NSW COVID-19 Related Deaths Hit 48, Road Chaos Feared

NSW COVID-19 Related Deaths Hit 48, Road Chaos Feared
Medical professionals administer COVID-19 tests at the Bondi Beach drive-through COVID-19 testing center on April 6, 2020 in Sydney, Australia. (Mark Metcalfe/Getty Images)
AAP
By AAP
5/18/2020
Updated:
5/18/2020

A man in his 60s with underlying health conditions has died in NSW after contracting COVID-19, taking the state’s death toll to 48 and 99 nationwide.

Students at NSW public schools will return to classroom teaching full time from next Monday, two months after the (Chinese Communist Party) CCP virus, commonly known as the novel coronavirus, forced them to study at home.

NSW Premier Gladys Berejiklian is due to confirm the return date of May 25 on Tuesday, the ABC and Sydney Morning Herald reported on Monday.

There will however be no assemblies or excursions during the pandemic.

Face-to-face learning resumed across NSW last week with year 12 students at state and independent schools returning on average three to four days a week while other students are attending school at least one day a week.

It comes as the NSW transport minister warned of indefinite Sydney traffic chaos as social distancing measures force people returning to on-site employment off public transport.

Berejiklian on Monday said peak-hour bus and train services were already at capacity—with just 12 passengers per bus and 32 per train carriage permitted.

Berejiklian and Transport Minister Andrew Constance on Monday said workers would for the foreseeable future need to shift their schedules to off-peak bus and train transport, take alternative ferry and light rail routes or drive, drop off, cycle or walk.

This would inevitably clog Sydney roads.

Constance said some 87 million vehicle movements were on Friday recorded around the state as people continued to work from home—down from an average 105 million.

The maximum number of daily public transport trips permitted amid social distancing guidelines, meanwhile, would be 600,000 per day—down from 2.2 million.

“Ultimately people are going to opt to drive because it’s safe,” Constance told reporters.

“I could sit here and say there won’t be congestion on the roads but I'd be misleading you—there is. That’s why we want people to re-time their days.

“These are tough days—I know this is hard.”

Berejiklian said public transport commuters should try to travel between 10 a.m. and 2 p.m. in order to save peak-hour space for essential workers and construction workers.

Socially-distanced seating on public transport would be marked out in “green dots” in what Constance characterised as a “nudge” to keep people 1.5 metres apart.
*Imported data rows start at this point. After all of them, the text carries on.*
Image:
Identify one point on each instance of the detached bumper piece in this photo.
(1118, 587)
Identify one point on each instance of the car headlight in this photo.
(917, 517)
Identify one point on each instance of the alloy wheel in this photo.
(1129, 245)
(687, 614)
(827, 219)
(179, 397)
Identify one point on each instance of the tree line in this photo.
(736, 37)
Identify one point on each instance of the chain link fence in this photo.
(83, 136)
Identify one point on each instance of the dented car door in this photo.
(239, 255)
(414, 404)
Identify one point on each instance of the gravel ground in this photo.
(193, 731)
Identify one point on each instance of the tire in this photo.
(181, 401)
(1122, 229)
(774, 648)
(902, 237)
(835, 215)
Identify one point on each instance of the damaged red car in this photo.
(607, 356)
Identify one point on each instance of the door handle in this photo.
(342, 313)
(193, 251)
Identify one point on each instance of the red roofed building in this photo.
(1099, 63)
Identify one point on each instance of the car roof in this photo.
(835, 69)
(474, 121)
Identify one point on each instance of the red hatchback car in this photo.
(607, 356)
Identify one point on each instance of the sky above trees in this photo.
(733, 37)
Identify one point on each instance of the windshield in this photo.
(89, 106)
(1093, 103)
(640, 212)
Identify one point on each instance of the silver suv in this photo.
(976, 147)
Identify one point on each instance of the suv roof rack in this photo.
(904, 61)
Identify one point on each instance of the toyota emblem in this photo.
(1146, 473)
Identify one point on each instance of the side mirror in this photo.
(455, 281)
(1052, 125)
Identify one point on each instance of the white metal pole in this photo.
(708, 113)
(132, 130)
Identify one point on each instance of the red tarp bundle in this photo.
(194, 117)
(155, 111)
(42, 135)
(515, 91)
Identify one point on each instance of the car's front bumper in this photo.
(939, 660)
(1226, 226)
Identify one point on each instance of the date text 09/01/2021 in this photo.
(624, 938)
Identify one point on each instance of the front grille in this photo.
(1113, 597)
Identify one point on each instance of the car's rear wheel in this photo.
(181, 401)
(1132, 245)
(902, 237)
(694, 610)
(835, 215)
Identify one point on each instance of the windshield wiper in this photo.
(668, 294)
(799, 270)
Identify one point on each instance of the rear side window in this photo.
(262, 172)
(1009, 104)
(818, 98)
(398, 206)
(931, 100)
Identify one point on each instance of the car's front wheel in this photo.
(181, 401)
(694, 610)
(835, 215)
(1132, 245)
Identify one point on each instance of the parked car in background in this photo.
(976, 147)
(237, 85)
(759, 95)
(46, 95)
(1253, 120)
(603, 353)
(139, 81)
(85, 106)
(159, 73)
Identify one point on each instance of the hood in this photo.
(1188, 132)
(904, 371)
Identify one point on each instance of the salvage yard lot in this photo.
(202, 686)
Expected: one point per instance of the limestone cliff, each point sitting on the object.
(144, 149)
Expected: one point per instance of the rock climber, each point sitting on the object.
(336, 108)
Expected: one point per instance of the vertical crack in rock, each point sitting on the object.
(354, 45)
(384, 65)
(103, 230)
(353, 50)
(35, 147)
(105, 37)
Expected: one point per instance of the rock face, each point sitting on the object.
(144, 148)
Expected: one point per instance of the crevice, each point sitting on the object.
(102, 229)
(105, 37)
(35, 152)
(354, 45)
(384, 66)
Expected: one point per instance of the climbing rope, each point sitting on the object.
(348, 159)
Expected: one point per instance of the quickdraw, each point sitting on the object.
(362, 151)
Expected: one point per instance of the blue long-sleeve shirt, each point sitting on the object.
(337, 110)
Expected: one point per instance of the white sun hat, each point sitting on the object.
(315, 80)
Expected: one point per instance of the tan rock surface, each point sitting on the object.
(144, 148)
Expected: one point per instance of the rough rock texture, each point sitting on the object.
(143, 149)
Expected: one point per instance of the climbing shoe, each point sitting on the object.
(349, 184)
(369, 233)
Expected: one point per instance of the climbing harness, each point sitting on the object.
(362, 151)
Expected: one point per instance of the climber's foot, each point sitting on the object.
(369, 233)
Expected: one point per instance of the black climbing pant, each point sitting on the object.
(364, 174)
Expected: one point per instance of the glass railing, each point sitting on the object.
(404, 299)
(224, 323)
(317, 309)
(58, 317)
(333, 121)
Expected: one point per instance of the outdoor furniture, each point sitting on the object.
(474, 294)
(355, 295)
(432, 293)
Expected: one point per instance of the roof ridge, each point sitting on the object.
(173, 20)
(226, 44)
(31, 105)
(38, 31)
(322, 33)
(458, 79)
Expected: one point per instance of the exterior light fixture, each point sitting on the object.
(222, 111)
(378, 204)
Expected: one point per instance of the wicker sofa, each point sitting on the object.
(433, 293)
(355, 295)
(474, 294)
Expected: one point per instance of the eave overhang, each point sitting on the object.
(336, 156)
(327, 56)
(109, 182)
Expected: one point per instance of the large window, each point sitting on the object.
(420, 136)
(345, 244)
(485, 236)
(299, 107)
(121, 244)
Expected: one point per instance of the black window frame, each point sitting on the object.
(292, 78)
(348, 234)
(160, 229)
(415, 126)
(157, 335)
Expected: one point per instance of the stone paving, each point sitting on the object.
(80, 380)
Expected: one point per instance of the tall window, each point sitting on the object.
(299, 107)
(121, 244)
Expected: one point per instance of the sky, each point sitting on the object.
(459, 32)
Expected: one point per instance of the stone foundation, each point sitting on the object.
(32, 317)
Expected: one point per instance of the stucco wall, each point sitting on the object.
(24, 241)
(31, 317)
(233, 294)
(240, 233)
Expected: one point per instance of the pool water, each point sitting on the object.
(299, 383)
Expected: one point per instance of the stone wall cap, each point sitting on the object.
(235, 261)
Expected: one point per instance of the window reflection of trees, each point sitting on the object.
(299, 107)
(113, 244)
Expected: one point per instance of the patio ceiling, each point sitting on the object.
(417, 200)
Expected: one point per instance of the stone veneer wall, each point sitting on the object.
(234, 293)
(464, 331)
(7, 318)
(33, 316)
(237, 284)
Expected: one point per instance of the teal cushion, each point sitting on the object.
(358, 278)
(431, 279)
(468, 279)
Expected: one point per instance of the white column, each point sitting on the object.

Overflow parking, meanwhile, would be established in various Sydney locations—most notably inner Sydney’s Moore Park—for vehicle commuters, with socially-distanced CBD shuttles.

“We appreciate some workplaces already have a staggered approach to work—some people have already been going in and others might assess their options once their children are back at school, we appreciate that thinking is going on,” Berejiklian said.

“This is a new way of doing things. Until there’s a cure or vaccine, we have to live with COVID.”

The recommendations come as a man aged in his 60s became the 48th fatality in NSW, while the state only recorded one new case of COVID-19 on Sunday from some 6000 tests, with six people in intensive care.

The man, who died on Sunday, caught the virus from a personal contact and had underlying health problems, NSW chief health officer Dr Kerry Chant said.

NSW Health Minister Brad Hazzard on Sunday said he'd noted many people at cafes and restaurants over the weekend were not observing the 1.5-metre social distancing rule.

“It’s fair to say that there has been, in a sense, a great NSW bust-out,” Hazzard said.

Berejiklian also said on the weekend the state’s success in blunting the impact of COVID-19 may help attract private investment capital otherwise headed to the virus-hit U.S. and UK.

She declared future NSW economic policy would involve “far less regulation” and “flexibility to innovate” for the private sector and suggested GST reform should be discussed.